Well, whitewater junkie, I hope you at least got to watch the Saints beat the Vikings while WE were merely running the Salt at 1500cfs. No TV down there in the sunny canyon on Sundays. 

It was fun meeting yakkeranna at the top as evil Kenny and I drove up and they said "are you here to boat?" and Kenny says "If you're here to shuttle we are!" and the boating was on with no hiking required. Salt was fun- had my first swim in three years, easy clean up after my keeper hole let me out after somewhere between 30 seconds and an hour. And for some reason the roll didn't work after 4 trys-excuses are- water too cold, tired from unplanned side surf, first time in boat since Dec2nd, didn't drink enough the night before, etc. New rocks(like 2' size small boulder rocks) had fallen about 150' from where we parked the truck at the bottom of the shuttle while we were boating. That place is falling apart.

That afternoon Kenny and I went over to the Tonto and the next day(yesterday the 25th) did the lower box section. It was running somewhere around 700 to 1000 , the gauge does a weird jump from 248cfs to 1070 during the time we were there but I think something jammed it because at that time the Tonto was just dropping from the 12,700 cfs peak from the day before, from the 60k peak on the 22nd.

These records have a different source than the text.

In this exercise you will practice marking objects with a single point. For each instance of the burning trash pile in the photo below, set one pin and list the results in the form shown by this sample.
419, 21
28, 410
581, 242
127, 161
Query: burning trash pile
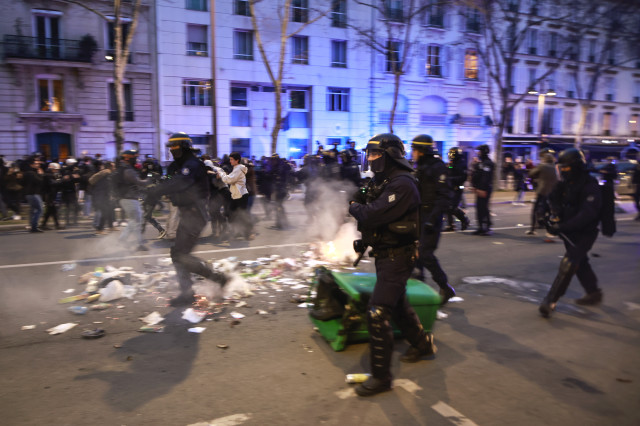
106, 289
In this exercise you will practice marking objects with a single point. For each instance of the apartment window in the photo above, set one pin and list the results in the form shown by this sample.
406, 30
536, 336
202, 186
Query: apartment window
298, 99
553, 44
337, 99
50, 94
110, 51
196, 92
435, 14
243, 45
592, 49
393, 10
339, 13
633, 124
393, 60
473, 20
240, 114
532, 42
300, 50
241, 7
197, 5
128, 104
196, 40
471, 64
339, 53
434, 64
299, 10
47, 32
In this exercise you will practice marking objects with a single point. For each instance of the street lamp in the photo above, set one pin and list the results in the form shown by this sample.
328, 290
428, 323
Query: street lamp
541, 99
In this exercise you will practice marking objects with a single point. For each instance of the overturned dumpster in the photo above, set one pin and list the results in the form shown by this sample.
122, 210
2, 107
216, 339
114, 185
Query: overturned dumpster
339, 308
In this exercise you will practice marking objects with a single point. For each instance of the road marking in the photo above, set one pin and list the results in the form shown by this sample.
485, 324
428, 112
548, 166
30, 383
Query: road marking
147, 256
452, 415
232, 420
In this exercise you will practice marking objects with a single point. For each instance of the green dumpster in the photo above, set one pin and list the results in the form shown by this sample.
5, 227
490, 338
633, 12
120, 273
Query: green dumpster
339, 310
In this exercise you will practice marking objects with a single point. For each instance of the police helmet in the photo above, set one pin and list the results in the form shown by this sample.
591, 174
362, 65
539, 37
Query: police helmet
424, 144
391, 145
454, 153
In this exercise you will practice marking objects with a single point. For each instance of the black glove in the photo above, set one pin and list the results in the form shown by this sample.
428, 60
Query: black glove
553, 228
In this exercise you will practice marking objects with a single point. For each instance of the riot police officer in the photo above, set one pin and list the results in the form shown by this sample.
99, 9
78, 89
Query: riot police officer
576, 203
482, 182
457, 175
387, 216
187, 186
435, 198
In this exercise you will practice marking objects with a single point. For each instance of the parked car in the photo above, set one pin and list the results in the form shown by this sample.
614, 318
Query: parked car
625, 169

In any case, it was thoroughly enjoyable, and we were able to catch a local at the mailboxes at Jakes corner to run our shuttle for a slight fee. From shuttle to shuttle was 3 and a half hours. Weather was sunny, low 50's, One unintentional roll, and we never did see any of the trailers the local told me had washed down the canyon with the flood- or maybe the styrofoam panels and sleeping bag in the Rye creek drainage were trailer remnants. Definitely worth the trip.


----------



## yakkeranna (Jul 8, 2009)

I agree, Sealion! We were definitely stoked to see you two pull up at the put-in, and good on you for hitting up the Tonto. It was definitely worth the drive for me to get down there and run something. Maybe we'll see you again on the river somewhere.


----------